Despite the vastness of the vulnerability surface, the observed attack was highly targeted, affecting less than a dozen victims in the Middle East region, according to Kaspersky Lab telemetry.

Attribution and Victimology

As for attribution, Stolyarov told Threatpost that Kaspersky Lab in 2016 disclosed another local privilege-escalation vulnerability exploited by the same group in 2016. In that case, the researchers saw that the attackers were using a PowerShell backdoor.

“This group commonly uses Powershell, an automation and scripting language for Windows, something that was rarely seen back then,” he noted. “Two years later, with the latest CVE-2018-8453 we continue to see PowerShell scripts being used by the FruityArmor, at least for the initial payload.”

Researchers in the posting added, “There is also an overlap in the domains used for command-and-control between this new set of activity and previous FruityArmor campaigns.”

Taken together, the evidence gives researchers medium confidence that FruityArmor is indeed responsible for the attacks leveraging CVE-2018-8453.

That said, the researchers also found that the zero-day is similar to CVE-2017-0263, which was originally deployed by the Sofacy/APT 28 APT, in that it’s also a use-after-free problem in win32k. Stolyarov also said that it’s very alike in how it uses usermode callbacks to trigger the bug.

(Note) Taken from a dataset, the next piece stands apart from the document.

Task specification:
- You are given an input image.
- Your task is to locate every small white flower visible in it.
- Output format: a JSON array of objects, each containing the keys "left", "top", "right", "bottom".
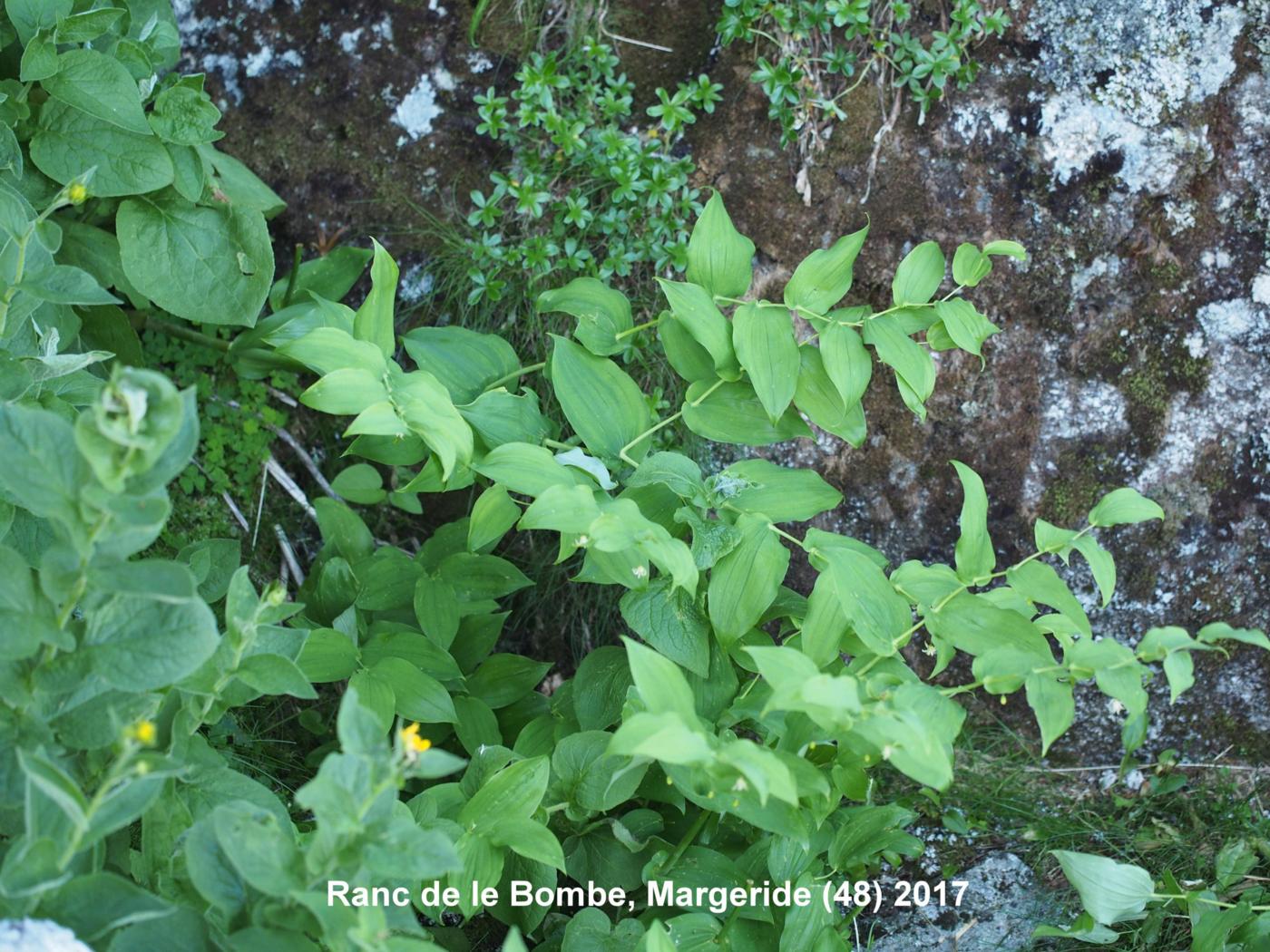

However, “overall…observed domains and payloads and some other indicators used in the campaign do not link to other APTs,” he said.

So far, this campaign has been extremely targeted, affecting a very low number of victims in the Middle East region, probably persons of interest for the attackers. However, the victimology is not clear, especially with such a small number of victims involved.

Nonetheless, FruityArmor´s activity has been slowly increasing during the last two years, and the extremely targeted nature of the attacks may help them fly below the radar.

“FruityArmor is a powerful threat actor that has been around for quite some time,” said Stolyarov. “The entry bar (from both the cost and the required skill aspects) to enter the zero-day scene have been raised significantly in the past few years due to all the efforts from software vendors and mitigations in the modern operating systems. Seeing a new Windows exploit from this group only reassures us that we can expect something else from them in the future.”